1. Mathematical Foundations of Coherence Factor Weighting

Coherence factor weighting is mathematically realized as a local, per-sample, or per-state quantity $w$ or $\mathrm{CF}$ that modulates either the pixel value, measurement contribution, or state amplitude according to a rational functional of “coherent” versus “incoherent” power, or maximal resource fraction. Several canonical forms include:

Classical Beamforming: For a set of delayed signals $s_i(k)$ , the standard coherence factor is

$\mathrm{CF}(k) = \frac{ \bigl|\sum_{i=1}^M s_i(k)\bigr|^2 }{ M \sum_{i=1}^M |s_i(k)|^2 }$

where the numerator is the coherent sum (maximum for in-phase signals) and the denominator quantifies the total energy (Mozaffarzadeh et al., 2017, Mozaffarzadeh et al., 2017, Li et al., 2019).

Quantum Information: The “coherence weight” $C_w(\rho)$ is the minimal $s \in [0,1]$ such that $\rho = (1-s)\sigma + s\tau$ with $\sigma$ incoherent, providing an operationally motivated convex resource monotone (Bu et al., 2017, Yao et al., 2020).
General Imaging/Processing: The weighting may be derived from a localized spectral, spatial, or frequency decomposition (e.g., ratio of main-lobe energy to total energy in filtered IQ data (Shen et al., 2023), or joint spatio-angular coherence terms (Khetan et al., 18 Apr 2024)).

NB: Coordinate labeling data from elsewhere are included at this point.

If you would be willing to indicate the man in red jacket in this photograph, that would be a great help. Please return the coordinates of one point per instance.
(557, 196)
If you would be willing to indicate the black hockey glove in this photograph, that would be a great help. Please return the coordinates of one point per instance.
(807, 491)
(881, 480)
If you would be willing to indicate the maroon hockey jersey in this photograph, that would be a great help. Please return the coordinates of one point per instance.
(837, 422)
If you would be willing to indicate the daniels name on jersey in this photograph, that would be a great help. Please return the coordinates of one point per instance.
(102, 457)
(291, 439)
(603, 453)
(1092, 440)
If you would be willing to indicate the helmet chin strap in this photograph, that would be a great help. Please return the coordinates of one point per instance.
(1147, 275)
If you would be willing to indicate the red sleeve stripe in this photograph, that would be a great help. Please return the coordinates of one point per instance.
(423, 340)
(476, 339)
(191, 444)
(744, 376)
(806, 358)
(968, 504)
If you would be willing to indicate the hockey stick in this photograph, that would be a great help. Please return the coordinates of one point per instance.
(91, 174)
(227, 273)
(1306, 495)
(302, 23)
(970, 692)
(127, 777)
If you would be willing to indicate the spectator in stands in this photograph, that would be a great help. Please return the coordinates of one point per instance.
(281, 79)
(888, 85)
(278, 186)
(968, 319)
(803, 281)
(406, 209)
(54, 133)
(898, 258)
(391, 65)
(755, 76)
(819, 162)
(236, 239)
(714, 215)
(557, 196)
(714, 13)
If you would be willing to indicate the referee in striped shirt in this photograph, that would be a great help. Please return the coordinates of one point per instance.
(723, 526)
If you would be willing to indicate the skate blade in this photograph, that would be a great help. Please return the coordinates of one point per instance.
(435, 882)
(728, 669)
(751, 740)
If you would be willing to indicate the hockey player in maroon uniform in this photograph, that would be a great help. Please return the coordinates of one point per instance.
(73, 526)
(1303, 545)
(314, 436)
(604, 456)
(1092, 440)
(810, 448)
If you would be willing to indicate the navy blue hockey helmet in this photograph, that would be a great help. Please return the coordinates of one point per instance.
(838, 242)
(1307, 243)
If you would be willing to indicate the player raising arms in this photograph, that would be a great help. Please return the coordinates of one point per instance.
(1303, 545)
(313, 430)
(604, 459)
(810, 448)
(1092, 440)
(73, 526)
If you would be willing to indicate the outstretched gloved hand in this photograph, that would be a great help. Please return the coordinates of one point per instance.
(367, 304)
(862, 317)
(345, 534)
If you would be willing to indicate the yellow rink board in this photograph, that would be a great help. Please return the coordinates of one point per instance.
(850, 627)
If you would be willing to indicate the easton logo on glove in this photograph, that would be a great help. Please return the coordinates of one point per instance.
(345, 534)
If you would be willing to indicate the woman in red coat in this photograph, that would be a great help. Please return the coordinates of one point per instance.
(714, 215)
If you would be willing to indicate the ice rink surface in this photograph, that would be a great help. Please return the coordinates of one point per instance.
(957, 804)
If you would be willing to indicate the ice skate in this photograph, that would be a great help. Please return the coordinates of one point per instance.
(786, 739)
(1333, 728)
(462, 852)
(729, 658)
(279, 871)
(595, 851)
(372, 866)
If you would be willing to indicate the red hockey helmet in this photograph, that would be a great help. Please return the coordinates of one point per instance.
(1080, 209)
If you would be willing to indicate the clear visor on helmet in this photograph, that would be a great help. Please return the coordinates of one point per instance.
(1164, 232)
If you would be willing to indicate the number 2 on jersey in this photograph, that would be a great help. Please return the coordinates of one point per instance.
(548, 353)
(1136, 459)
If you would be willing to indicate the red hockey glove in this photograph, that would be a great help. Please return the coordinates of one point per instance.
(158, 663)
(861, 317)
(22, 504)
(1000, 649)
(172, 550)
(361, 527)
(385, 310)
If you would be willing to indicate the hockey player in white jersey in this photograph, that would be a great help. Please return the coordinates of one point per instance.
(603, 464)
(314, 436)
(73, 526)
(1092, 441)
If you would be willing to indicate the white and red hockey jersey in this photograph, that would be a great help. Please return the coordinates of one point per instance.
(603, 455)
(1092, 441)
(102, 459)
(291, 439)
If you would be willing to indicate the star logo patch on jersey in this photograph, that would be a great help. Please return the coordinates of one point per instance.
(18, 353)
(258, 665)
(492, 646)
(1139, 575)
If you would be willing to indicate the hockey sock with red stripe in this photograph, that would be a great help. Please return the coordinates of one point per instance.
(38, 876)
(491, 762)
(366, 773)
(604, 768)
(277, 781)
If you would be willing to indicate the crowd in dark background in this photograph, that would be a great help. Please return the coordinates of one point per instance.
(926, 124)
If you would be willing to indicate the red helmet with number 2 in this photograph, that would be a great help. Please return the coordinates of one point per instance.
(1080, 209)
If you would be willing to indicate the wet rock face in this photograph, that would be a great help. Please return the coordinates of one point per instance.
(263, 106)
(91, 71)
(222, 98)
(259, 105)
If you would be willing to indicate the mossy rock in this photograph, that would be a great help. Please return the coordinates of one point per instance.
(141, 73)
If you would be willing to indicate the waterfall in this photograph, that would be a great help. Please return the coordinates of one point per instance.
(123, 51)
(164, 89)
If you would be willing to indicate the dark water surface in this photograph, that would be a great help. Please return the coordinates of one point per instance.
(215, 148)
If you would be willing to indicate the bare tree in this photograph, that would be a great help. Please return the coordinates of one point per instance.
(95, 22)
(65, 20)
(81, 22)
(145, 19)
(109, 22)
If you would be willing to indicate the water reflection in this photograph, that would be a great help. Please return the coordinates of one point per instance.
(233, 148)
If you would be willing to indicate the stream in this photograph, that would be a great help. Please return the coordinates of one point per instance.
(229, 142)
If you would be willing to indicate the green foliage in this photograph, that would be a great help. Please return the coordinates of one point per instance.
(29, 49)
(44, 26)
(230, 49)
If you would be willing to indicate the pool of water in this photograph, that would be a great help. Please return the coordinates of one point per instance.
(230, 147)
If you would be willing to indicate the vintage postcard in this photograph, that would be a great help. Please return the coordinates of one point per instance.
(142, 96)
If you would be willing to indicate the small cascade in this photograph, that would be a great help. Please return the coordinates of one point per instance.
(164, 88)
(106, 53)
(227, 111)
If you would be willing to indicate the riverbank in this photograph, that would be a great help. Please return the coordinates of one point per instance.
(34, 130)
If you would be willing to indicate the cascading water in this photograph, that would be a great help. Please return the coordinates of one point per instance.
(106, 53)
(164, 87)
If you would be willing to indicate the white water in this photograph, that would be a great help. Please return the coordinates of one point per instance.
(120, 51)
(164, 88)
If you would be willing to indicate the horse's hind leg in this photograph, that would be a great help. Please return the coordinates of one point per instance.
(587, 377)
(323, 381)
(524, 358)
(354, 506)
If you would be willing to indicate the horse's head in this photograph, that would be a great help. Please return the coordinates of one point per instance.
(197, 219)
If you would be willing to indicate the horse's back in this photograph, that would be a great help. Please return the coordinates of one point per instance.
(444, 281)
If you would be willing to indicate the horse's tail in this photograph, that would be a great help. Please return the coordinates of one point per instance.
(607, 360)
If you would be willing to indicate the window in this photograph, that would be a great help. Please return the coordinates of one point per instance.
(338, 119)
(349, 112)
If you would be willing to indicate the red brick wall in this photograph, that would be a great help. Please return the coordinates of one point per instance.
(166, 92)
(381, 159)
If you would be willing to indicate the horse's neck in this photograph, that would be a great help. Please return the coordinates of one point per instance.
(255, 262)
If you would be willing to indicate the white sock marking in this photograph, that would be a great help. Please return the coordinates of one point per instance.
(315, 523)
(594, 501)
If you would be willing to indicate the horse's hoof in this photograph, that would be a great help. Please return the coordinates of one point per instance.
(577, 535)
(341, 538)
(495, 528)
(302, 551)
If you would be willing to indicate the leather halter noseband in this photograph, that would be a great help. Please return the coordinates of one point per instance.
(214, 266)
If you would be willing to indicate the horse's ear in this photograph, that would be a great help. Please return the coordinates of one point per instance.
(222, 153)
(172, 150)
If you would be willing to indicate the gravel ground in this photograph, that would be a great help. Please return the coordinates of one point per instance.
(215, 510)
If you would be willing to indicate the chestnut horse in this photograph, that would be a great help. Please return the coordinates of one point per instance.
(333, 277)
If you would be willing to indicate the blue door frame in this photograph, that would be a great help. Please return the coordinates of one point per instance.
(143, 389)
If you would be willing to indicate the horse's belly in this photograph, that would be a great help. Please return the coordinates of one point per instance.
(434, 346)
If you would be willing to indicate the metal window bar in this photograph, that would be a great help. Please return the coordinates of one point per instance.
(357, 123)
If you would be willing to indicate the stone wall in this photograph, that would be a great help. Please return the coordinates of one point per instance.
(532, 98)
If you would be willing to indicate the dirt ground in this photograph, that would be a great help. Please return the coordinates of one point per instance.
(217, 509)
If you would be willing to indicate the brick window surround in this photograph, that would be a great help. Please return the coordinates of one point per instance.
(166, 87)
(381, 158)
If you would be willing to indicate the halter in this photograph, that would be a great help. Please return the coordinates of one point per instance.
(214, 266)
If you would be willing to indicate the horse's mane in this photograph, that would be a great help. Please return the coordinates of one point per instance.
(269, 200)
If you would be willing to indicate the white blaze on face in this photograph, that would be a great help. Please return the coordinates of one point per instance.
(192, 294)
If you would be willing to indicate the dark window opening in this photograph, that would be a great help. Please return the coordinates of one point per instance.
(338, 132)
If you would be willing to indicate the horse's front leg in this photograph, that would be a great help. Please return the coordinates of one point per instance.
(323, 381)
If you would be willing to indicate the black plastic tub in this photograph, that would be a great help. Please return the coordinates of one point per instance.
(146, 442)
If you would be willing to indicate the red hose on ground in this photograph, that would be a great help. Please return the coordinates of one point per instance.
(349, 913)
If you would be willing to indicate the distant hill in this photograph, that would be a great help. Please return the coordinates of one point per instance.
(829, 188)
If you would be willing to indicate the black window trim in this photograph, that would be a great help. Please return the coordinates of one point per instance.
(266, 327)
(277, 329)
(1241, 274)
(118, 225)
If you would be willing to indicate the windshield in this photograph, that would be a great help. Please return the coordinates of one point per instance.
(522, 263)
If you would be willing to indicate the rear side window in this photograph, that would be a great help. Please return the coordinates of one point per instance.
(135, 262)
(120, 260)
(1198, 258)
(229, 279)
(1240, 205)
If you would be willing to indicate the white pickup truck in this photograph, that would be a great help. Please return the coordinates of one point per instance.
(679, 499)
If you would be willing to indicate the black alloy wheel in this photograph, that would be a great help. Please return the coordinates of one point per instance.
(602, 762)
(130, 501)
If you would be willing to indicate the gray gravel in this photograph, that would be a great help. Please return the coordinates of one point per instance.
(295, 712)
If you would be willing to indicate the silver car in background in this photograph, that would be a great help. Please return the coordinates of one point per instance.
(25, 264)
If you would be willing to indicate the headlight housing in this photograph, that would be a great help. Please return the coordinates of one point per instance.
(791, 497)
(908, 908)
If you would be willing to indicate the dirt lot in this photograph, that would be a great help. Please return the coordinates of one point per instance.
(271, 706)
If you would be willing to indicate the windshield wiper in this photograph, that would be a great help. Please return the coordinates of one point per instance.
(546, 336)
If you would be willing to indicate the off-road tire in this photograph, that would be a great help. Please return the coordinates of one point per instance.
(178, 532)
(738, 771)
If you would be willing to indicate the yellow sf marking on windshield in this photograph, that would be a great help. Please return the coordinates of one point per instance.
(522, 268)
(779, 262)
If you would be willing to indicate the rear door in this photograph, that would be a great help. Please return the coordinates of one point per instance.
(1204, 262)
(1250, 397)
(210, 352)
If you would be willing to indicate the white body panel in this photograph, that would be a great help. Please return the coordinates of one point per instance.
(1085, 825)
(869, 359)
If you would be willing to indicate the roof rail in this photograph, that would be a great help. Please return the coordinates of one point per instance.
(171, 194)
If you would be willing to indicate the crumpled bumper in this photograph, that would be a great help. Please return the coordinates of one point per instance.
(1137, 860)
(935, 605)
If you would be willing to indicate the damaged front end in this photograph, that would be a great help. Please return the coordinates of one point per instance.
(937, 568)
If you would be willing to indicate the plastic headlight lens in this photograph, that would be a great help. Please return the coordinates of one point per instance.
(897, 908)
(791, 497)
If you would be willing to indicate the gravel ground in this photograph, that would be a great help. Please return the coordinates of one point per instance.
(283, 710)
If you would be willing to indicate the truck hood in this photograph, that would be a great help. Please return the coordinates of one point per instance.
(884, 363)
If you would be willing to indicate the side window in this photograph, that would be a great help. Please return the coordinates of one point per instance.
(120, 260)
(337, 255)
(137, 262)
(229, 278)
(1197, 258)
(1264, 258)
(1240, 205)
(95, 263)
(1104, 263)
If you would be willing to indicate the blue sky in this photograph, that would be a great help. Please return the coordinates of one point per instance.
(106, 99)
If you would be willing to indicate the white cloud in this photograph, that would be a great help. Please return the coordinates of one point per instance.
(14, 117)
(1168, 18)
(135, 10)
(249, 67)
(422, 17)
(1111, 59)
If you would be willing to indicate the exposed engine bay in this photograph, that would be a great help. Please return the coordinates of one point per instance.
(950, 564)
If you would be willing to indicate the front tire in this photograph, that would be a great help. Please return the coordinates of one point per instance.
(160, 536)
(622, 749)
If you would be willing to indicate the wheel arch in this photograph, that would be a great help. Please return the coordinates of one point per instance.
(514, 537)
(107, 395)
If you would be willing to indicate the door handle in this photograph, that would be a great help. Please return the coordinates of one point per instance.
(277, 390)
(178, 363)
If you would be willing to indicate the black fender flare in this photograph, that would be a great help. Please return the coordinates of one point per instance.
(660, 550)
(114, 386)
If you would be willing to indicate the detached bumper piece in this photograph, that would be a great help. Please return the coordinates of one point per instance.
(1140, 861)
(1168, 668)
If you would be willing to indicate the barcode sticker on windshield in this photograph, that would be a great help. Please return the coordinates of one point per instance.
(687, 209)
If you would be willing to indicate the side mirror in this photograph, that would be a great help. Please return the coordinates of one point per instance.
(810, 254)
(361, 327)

These weights $w$ serve as multiplicative quality factors, adapting signal contributions or state amplitudes according to the measured or computed coherence.

2. Coherence Factor Weighting in Imaging and Signal Processing

Coherence factor weighting is foundational in suppression of artifacts and enhancement of target detectability in array imaging, radar, ultrasound, and related modalities.

Photoacoustic and Ultrasound Beamforming:

The classical CF approach is used to downweight incoherent or off-axis energy, significantly reducing sidelobes and clutter in delay-and-sum (DAS) reconstructions (Mozaffarzadeh et al., 2017, Mozaffarzadeh et al., 2017).
High-resolution or modified variants, such as replacing the numerator with a minimum-variance (MV) (Mozaffarzadeh et al., 2017) or delay-multiply-and-sum (DMAS) (Mozaffarzadeh et al., 2017) output, lead to high-resolution coherence factor (HRCF) or modified CF (MCF) methods. These increase resolution and contrast; for example, MCF yields ≈45% SNR and ≈40% FWHM improvements over standard CF (Mozaffarzadeh et al., 2017), while HRCF yields up to 91% FWHM and 40% SNR gain over DAS+CF (Mozaffarzadeh et al., 2017).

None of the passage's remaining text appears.